La France disposait autrefois de l’un des réseaux ferroviaires les plus denses au monde. Mais des milliers de kilomètres de voies sont aujourd’hui fermés ou abandonnés. Alors pourquoi ne pas simplement y remettre des trains ? Entre le coût de remise en état des lignes et les contraintes de sécurité, l’équation est beaucoup plus compliquée qu’il n’y paraît. Qu'est-ce qui cloche ?
Remettre une ancienne voie ferrée en service coûte une fortune
Des milliers de kilomètres de voies ferrées sont encore visibles un peu partout en France. Les rails sont là, les anciennes gares aussi. Pourtant, remettre ces lignes en service ne peut pas se faire d’un claquement de doigts. Après plusieurs années, voire plusieurs décennies sans entretien, il peut coûter moins cher de refaire complètement une ligne que de tenter de la remettre en état. Et quand on sait que la rénovation d’un kilomètre de voie ferrée peut coûter des dizaines, voire des centaines de milliers d’euros, la facture grimpe très rapidement.
Car il ne suffit pas de vérifier les rails et les traverses. Il faut aussi remettre en état les aiguillages, la signalisation et les différents équipements de sécurité. Il faut surtout traiter la question des passages à niveau, certains étant dépourvus de barrières. Cette accumulation de contraintes rend très difficile le retour de TER sur des lignes susceptibles de ne transporter que quelques dizaines de voyageurs par jour. La faillite de Railcoop, qui ambitionnait notamment de faire renaître la liaison ferroviaire entre Bordeaux et Lyon, a illustré la difficulté économique de ce type de projet.
Des petits « autotrains » électriques plutôt que des TER ?

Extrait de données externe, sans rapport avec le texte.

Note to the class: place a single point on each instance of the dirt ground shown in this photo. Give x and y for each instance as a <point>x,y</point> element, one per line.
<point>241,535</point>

La solution pourrait donc être de changer complètement de modèle. Plutôt que de remettre à neuf des centaines de kilomètres de voies pour y faire circuler des trains classiques, plusieurs projets travaillent sur de petits véhicules ferroviaires électriques, légers et autonomes. L’idée : des sortes de petits wagons capables de transporter une dizaine de personnes et roulant à une vitesse relativement faible, autour de 50 km/h. Leur faible poids pourrait permettre d’utiliser certaines anciennes voies avec des travaux beaucoup moins importants que ceux nécessaires au passage d’un TER.
Ces véhicules pourraient notamment être intéressants pour relier des villages et des petites villes à une gare importante, une préfecture ou un bassin d’emploi. Et c’est peut-être du côté des opérateurs privés et des start-up du transport que pourraient émerger les premières expérimentations. Avec des collectivités qui devront renouveler leurs vieux autocars diesel, des difficultés de recrutement de conducteurs et un pétrole cher, ces petits véhicules électriques autonomes pourraient devenir économiquement intéressants. Après des décennies de fermeture des petites lignes, une partie du réseau pourrait ainsi retrouver une utilité… avec des véhicules très différents des trains qui y circulaient autrefois.